Ce projet a suscité un vif intérêt de la part des banques européennes : on retrouve autour de la table aussi bien BNP Paribas, la banque polonaise PKO ou encore la banque finlandaise OP Financial Group. Il obtient aussi le soutien des autorités politiques : les ministres des finances de sept pays de la zone euro, dont la France et l’Allemagne, mais aussi la Commission européenne et la BCE appuient le projet.

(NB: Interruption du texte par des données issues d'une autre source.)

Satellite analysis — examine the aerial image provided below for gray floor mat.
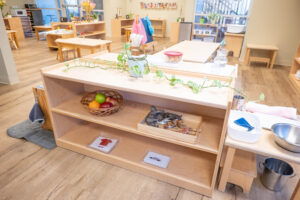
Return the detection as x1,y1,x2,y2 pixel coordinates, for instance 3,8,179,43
7,120,56,149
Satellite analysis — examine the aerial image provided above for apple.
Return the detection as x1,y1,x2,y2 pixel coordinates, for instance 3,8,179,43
100,102,114,108
95,93,106,104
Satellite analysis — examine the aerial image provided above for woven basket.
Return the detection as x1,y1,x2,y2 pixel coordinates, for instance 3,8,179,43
80,90,123,116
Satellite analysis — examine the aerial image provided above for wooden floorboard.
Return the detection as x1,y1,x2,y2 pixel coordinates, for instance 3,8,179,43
0,38,300,200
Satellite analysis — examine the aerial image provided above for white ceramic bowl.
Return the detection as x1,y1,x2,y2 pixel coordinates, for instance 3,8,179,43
227,24,246,33
227,110,262,143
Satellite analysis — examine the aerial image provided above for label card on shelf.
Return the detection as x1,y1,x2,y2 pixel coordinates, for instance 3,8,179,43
144,151,170,168
89,137,118,153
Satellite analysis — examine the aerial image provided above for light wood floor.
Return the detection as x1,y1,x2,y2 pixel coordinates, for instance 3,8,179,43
0,39,300,200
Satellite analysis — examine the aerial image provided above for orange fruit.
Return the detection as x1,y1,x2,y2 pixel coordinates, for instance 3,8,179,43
89,101,100,109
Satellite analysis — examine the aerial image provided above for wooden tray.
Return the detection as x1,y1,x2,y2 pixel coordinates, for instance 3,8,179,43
137,108,202,143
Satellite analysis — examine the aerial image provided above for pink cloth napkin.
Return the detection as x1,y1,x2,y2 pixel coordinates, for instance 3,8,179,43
131,19,147,44
245,102,297,120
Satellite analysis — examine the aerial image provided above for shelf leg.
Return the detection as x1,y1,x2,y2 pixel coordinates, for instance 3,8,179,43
218,147,235,192
291,179,300,200
270,51,277,69
244,48,250,65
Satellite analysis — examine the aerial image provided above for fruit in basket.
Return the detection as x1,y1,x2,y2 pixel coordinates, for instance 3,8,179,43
100,102,114,108
89,101,100,109
106,97,118,106
95,93,106,104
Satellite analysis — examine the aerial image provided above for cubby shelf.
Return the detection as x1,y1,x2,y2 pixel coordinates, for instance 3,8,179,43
57,120,216,190
42,61,232,196
52,95,223,154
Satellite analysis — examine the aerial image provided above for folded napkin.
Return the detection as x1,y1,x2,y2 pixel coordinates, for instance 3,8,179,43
245,102,297,120
234,117,254,131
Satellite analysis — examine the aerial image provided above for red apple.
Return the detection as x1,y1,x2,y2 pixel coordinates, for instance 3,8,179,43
100,102,114,108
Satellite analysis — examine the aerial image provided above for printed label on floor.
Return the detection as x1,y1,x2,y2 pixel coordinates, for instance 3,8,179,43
90,137,118,153
144,151,170,168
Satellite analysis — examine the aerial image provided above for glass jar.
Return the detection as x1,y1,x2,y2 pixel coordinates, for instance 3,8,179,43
214,49,227,67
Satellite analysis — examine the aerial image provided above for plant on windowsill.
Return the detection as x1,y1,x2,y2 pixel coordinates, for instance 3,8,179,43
208,13,219,24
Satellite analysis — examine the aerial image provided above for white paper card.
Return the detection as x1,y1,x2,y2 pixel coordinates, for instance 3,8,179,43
144,151,170,168
254,113,300,129
90,137,118,153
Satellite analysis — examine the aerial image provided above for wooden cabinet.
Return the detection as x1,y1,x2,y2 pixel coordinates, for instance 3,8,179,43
4,17,24,41
51,21,106,39
170,22,180,43
192,23,219,42
111,19,134,37
289,43,300,95
42,54,233,196
150,19,166,37
225,33,245,58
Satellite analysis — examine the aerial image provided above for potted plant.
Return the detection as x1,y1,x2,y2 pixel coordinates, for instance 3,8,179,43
117,44,150,78
93,13,99,22
200,16,205,24
208,13,219,24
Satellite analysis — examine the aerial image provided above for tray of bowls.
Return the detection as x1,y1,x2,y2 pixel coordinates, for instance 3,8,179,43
137,106,202,143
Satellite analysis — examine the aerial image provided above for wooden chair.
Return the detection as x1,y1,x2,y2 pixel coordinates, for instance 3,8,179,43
56,48,76,61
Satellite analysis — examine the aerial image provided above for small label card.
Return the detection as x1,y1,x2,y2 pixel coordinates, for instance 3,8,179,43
90,137,118,153
144,151,170,168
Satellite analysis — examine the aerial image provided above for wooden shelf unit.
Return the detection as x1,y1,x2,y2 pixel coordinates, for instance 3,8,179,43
51,21,106,40
42,59,232,196
150,18,166,38
111,19,134,37
4,17,25,41
289,43,300,95
192,23,219,42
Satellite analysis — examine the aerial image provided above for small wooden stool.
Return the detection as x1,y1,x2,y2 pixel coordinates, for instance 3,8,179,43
6,30,20,49
56,48,76,61
32,87,53,131
218,149,257,194
245,44,279,69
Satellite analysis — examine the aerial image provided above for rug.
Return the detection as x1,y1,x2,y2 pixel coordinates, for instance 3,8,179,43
7,120,56,149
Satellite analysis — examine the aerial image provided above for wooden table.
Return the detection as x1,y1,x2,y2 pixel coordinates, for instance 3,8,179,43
160,41,220,63
245,44,279,69
34,26,52,40
6,30,20,49
124,28,132,42
55,38,111,62
225,33,245,57
218,129,300,200
46,31,74,49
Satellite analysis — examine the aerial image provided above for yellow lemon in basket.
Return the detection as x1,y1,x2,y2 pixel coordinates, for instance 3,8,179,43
89,101,100,109
95,93,106,104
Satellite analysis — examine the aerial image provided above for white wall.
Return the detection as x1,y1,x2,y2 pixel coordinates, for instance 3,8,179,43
0,10,19,84
103,0,126,36
241,0,300,66
3,0,35,14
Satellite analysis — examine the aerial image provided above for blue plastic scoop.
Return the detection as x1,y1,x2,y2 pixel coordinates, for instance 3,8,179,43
234,117,254,131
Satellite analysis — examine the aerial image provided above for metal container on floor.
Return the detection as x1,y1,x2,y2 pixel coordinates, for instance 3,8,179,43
261,158,295,191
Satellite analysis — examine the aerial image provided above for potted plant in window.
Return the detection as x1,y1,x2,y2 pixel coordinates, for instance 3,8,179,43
117,44,150,78
200,16,205,24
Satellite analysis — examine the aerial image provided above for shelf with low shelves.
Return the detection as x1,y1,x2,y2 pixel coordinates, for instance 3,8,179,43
42,55,232,196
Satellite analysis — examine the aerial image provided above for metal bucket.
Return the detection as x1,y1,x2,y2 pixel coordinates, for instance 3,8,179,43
261,158,295,191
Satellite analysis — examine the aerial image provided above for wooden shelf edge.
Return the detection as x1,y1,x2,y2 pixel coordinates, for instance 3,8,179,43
289,74,300,95
51,108,218,154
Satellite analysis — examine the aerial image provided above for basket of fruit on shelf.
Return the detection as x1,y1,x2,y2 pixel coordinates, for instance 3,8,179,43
80,90,123,116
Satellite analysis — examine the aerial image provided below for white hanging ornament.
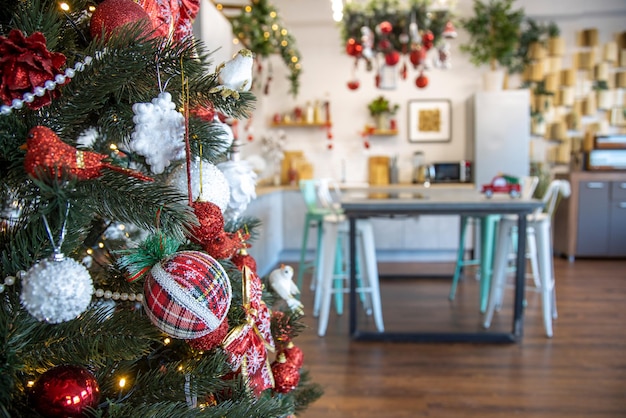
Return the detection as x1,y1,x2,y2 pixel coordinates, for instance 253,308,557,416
20,252,94,324
217,153,257,221
270,264,303,312
210,49,254,99
167,160,230,213
129,92,185,174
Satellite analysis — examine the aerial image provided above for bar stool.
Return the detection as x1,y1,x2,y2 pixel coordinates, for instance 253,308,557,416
297,180,332,289
448,176,539,313
313,214,385,337
313,179,384,337
483,180,570,337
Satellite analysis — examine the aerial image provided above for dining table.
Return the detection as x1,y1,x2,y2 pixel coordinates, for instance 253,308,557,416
340,185,543,343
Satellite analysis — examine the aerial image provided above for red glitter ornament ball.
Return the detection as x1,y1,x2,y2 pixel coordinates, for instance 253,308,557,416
283,341,304,369
89,0,152,39
378,21,393,35
29,365,100,418
191,201,224,245
385,51,400,66
348,80,361,90
415,73,428,89
187,318,228,351
271,355,300,393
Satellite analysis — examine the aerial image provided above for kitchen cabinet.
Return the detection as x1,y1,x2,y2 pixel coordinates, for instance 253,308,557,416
553,171,626,261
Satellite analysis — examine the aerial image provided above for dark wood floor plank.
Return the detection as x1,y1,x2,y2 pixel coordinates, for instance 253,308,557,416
292,259,626,418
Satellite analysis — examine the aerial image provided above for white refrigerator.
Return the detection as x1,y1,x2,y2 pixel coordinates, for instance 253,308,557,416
468,89,530,189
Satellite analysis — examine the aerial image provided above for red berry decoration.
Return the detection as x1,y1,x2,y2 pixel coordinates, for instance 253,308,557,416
348,80,361,90
29,365,100,418
385,51,400,66
378,21,393,35
422,31,435,50
187,318,228,351
378,39,391,51
415,72,428,89
271,354,300,393
89,0,152,39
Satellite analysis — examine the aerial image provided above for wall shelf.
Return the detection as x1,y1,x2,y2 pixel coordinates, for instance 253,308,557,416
271,122,332,128
363,126,398,136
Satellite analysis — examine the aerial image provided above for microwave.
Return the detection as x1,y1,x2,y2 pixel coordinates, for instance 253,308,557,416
431,160,472,183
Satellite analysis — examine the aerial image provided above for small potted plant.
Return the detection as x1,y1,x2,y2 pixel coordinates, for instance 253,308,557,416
367,96,400,130
460,0,524,90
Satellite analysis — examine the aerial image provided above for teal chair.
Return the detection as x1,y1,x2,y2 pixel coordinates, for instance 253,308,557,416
297,180,332,289
449,176,539,313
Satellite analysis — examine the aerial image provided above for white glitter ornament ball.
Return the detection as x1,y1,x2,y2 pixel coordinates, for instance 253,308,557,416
217,160,257,221
20,255,94,324
167,161,230,213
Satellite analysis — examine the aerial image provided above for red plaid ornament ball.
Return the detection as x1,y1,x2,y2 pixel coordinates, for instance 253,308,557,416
144,251,232,340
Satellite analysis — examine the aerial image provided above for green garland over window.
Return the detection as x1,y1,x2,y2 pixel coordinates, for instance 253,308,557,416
229,0,302,97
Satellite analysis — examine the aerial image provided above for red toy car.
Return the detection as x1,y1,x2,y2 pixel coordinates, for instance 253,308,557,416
481,176,522,197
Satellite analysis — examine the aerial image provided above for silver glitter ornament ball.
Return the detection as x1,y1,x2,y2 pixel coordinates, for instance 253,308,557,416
167,160,230,213
20,254,94,324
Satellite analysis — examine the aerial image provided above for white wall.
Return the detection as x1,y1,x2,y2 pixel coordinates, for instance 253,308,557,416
197,0,626,182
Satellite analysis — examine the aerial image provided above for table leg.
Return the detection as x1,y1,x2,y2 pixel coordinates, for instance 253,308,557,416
513,215,527,341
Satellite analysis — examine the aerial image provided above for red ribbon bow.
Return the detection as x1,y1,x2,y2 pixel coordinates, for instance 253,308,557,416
223,266,274,397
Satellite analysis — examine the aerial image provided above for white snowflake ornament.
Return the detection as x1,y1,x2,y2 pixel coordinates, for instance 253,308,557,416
129,92,185,174
217,160,257,221
211,49,254,99
20,253,94,324
167,160,230,213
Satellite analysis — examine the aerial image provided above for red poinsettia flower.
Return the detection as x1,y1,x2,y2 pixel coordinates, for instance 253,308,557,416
0,29,65,110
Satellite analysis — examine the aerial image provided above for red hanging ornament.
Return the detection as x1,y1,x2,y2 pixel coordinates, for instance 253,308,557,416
282,341,304,369
138,0,200,41
347,80,361,90
346,38,363,57
378,39,391,51
385,51,400,66
442,21,457,39
22,126,153,181
378,21,393,35
144,251,232,340
415,71,428,89
400,62,409,80
191,102,215,123
272,355,300,393
29,365,100,418
223,267,274,397
89,0,152,40
409,47,426,68
422,31,435,50
0,29,69,110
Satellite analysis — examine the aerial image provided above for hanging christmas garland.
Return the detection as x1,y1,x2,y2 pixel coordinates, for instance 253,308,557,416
229,0,302,97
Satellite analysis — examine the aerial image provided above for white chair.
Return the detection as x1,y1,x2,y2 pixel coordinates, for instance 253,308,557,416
484,180,570,337
313,180,384,337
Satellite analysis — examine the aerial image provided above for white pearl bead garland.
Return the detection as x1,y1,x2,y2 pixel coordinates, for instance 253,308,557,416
95,289,143,302
0,270,143,302
0,56,93,115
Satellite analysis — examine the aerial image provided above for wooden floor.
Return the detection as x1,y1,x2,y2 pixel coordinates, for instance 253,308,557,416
290,259,626,418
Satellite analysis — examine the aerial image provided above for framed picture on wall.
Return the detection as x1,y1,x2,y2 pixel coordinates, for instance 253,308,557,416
407,99,452,142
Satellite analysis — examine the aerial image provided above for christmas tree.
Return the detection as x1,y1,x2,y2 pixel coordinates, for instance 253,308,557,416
0,0,321,418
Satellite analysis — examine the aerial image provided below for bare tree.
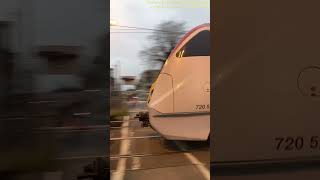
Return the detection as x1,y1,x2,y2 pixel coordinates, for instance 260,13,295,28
140,21,185,66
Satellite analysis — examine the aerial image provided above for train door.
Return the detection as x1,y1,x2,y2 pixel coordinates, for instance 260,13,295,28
171,28,210,113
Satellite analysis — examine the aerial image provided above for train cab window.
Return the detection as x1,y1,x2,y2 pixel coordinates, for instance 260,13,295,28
176,30,210,58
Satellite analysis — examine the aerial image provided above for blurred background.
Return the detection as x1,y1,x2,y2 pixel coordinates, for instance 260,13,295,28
0,0,110,180
109,0,210,180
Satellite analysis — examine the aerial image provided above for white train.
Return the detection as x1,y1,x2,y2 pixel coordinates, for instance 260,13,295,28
140,24,211,141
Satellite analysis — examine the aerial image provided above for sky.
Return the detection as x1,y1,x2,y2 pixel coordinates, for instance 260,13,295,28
110,0,210,79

En effet, au-delà d’un renforcement du système financier européen (en réduisant la fragmentation du marché des paiements), c’est aussi la souveraineté de l’Europe face aux géants américains et asiatiques du paiement en ligne qui se joue. Le but du projet EPI est de contester aussi bien Visa que Mastercard. Ceux-ci ont la mainmise sur le secteur du paiement : proposant des services par-delà les frontières, récoltant de nombreuses données, notamment en Europe. En outre, les réseaux chinois comme UnionPay, les solutions de paiements mobiles Apple Pay (américain) ou Samsung Pay (sud-coréen) voient l’Europe comme un appétissant marché, sans réel concurrent local. L’objectif de l’EPI est donc de proposer un service de paiement européen uniforme et sécurisé aux habitants de l’UE. Celui-ci sera soumis aux normes de sécurité européennes, celles-ci étant plus strictes quant à la gestion des données personnelles que celles des États-Unis ou de la Chine.· C’est donc une initiative très ambitieuse que les banques européennes cherchent à concrétiser, avec les encouragements des autorités politiques. Le problème rencontré en début de semaine n’est pas dramatique : des négociations et compromis ont toujours lieu. Pour autant des défections en cascade peuvent mener à un abandon général : le coût à assumer devenant trop important pour les banques restantes et les 1.5 milliards de fonds nécessaires à la concrétisation du projet étant impossible à trouver. Dans ce scénario, l’ambition d’un service de paiement européen uniforme devra retourner au stade des discussions théoriques et cryptiques entre spécialistes et chercheurs.